The teachers, most of them in their 20s, attend refresher training programs organized by the Mahila Samakhya every month. They keep the children’s portfolios and show them to the parents during the monthly parent meetings, which, encouragingly, nearly 50 per cent of the students’ parents attend. 

Monitoring the girls’ health

The children learn Math, Gujarati, English, Hindi, Science and Social Sciences

The Mahila Samakhya arranges for health camps for the girls every three months. Their weights, heights and nutrition are monitored. Girls are also screened for sickle cell anemia, which is prevalent among these tribal populations. The KGBV also stocks medicines and first-aid tools. Healthcare facilities are few though. For medical emergencies, the staff have to go to the hospital at Kalarani, a few kilometers away. Damo says  that they rely a lot on the state’s 108 ambulance service in this remote area. 

Cramped for space?

The teachers, like the students, stay in the classrooms — their things distributed among the trunks which line the wall under the bunk beds.

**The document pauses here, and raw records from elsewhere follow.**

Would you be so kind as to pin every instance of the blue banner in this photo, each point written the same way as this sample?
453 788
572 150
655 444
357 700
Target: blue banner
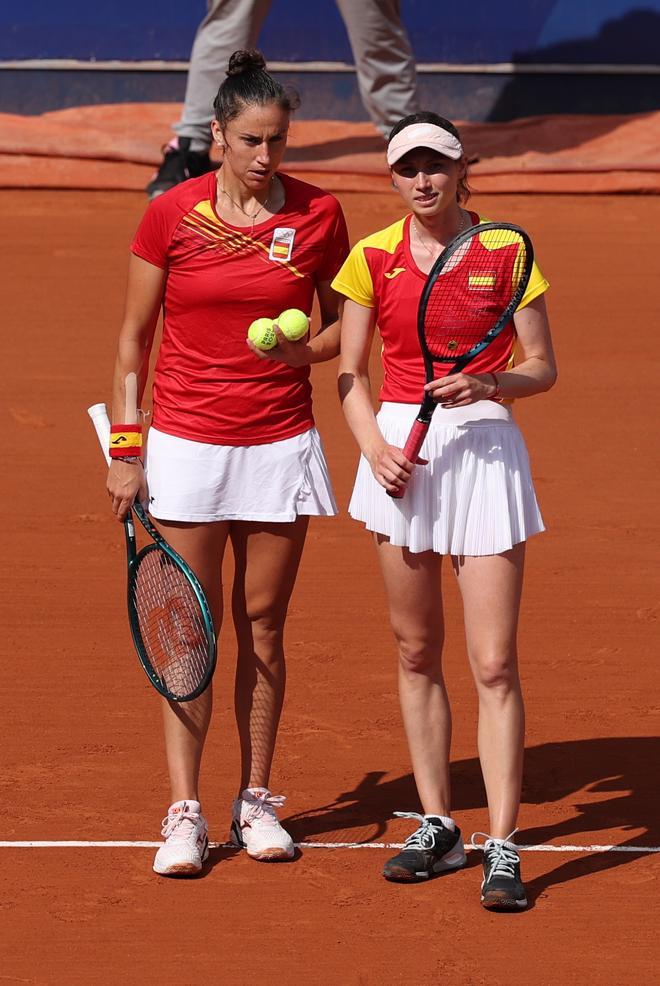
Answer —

Additional rooms are needed, says Damo. “The new building has been under construction for two years now and is not going to be finished anytime soon,” she complains. Whenever it will be completed, the KGBV will have two more classrooms and two more rooms they can use for living in. Right now, the 120-odd people residing there have to divide their time and water use efficiently when they use the four toilets. 

Logistical issues

Water too is scarce in the tribal clusters of Pavi Jetpur. “The borewell is not clean. We have an immersible motor in the other well. But we get water only we have electricity,” says Damo adding that they are forced to shell out Rs 300 for each tanker almost every other day. 

The smoke emanates from a woodfire, as a couple of women bake huge makai (corn) rotlas (flatbread) in the enclosed kitchen-cum-storage space adjacent to a classroom. The shelves are lined with grain and pulses, which come every fortnight. The gas cylinders however remain unused. “Having never cooked on gas before, we fear that they may leak or explode,” says Damo sheepishly.

Even with a broken compound wall and not-so-friendly interiors, the KGBV beckons the girls towards a brighter future, especially those who have not previously had access to education. Instead of marrying off their pre-teen girls or forcing them to become laborers, more tribals are now getting them admitted in this residential school. The change is small but significant. 

There are four KGBVs in Vadodara district — at Mogra village in Kawant, Panchamba village in Naswadi, Bordha in Pavi Jetpur and Jojh in Chhota Udepur. The creation of more such institutions, while keeping in mind the logistical disadvantages such schools are faced with and tackling those issues head-on, may help change the mindset and attitudes of girls who would otherwise be pushed into child labor or married off early.